For those who accept sustainability as a legitimate goal, there is an observable way to know if it’s working, using CBBA again as an example: Imagine that Google, Apple, Facebook, Amazon and other new entrants start providing CBBA single sign-on capabilities. The most important signal will be that the competition between them is significantly about how they reduce negative externalities, waste and the potential for harm — not just about making it convenient and cheap for users. Right now, the incentives barely point toward waste and harm reduction at all. Our experiment would change the balance of incentives, and that’s a modest but important definition of victory.
This argument has several other limitations: It’s a distinctively Western approach that’s based on an economic frame that sees waste through the conceptual lens of negative externalities and efficiency. Considering it harmful that a company, government or attacker is coercing individuals by making inferences out of their data waste may be a culturally distinct notion, not a universal one.
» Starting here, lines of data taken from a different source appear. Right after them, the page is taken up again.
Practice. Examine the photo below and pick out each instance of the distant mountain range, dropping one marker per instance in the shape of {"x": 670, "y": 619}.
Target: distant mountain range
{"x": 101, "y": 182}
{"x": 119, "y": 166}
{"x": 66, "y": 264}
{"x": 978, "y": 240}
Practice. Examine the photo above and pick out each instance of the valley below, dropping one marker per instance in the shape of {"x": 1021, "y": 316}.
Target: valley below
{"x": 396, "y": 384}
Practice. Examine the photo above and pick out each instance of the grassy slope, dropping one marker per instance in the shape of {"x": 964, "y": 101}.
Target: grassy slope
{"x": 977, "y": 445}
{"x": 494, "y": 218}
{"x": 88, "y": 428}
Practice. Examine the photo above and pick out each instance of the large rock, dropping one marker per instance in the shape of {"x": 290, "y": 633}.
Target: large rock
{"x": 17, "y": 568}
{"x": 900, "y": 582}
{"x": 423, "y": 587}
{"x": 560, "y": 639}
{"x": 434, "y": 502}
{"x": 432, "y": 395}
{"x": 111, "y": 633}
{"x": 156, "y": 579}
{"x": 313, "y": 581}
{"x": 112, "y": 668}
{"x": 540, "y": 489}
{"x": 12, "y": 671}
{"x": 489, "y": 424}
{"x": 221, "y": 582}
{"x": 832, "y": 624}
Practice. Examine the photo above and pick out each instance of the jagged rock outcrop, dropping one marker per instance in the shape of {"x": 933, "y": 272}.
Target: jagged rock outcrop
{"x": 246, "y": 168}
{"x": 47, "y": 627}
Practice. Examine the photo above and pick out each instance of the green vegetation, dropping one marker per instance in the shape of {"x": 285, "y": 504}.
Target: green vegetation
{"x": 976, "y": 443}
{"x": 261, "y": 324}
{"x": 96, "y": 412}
Societies and cultures around the world certainly have different mindsets and practices around waste generally. That can be a rich source of additional ideas and opportunities for future work, not a reason to drop the idea.
Market design exercises are also not free of politics. But a public-private commission with voting rules aligned around the public good can provide some insulation, and there may be others to discover.
Another potential problem is inertia: fixed assets and sunk costs. But the digital economy is for the most part much less stuck in fixed assets than the fossil-fuel economy, for example. Data centers are expensive, but not like an offshore oil platform, and they amortize in something closer to 10 years than 50. Some forms of digital waste may have a very long half-life, but there are more degrees of freedom in the world of bits than in the world of molecules.
This might all feel abstract and distant to most individual users of the internet and digital services. But think of it as an important step toward something more evocative and personal. The medium-term goal should be to create a lifestyle around reducing digital waste, much as some places have done for the environment over the last 20 years: recycling, composting, renewable energy, electric transportation, reduced consumption. These are to some extent luxury choices, but the price of each of them is coming down, while awareness is going up.
When you add an element of intergenerational equity to the equation, there is no inherent reason why entrepreneurs won’t seek over time to structure digital harm-reduction similarly. No one knowingly poisons the groundwater their children drink. This new digital lifestyle will ultimately be about protecting the internet for our grandchildren to enjoy, and digital waste reduction is a good place to start.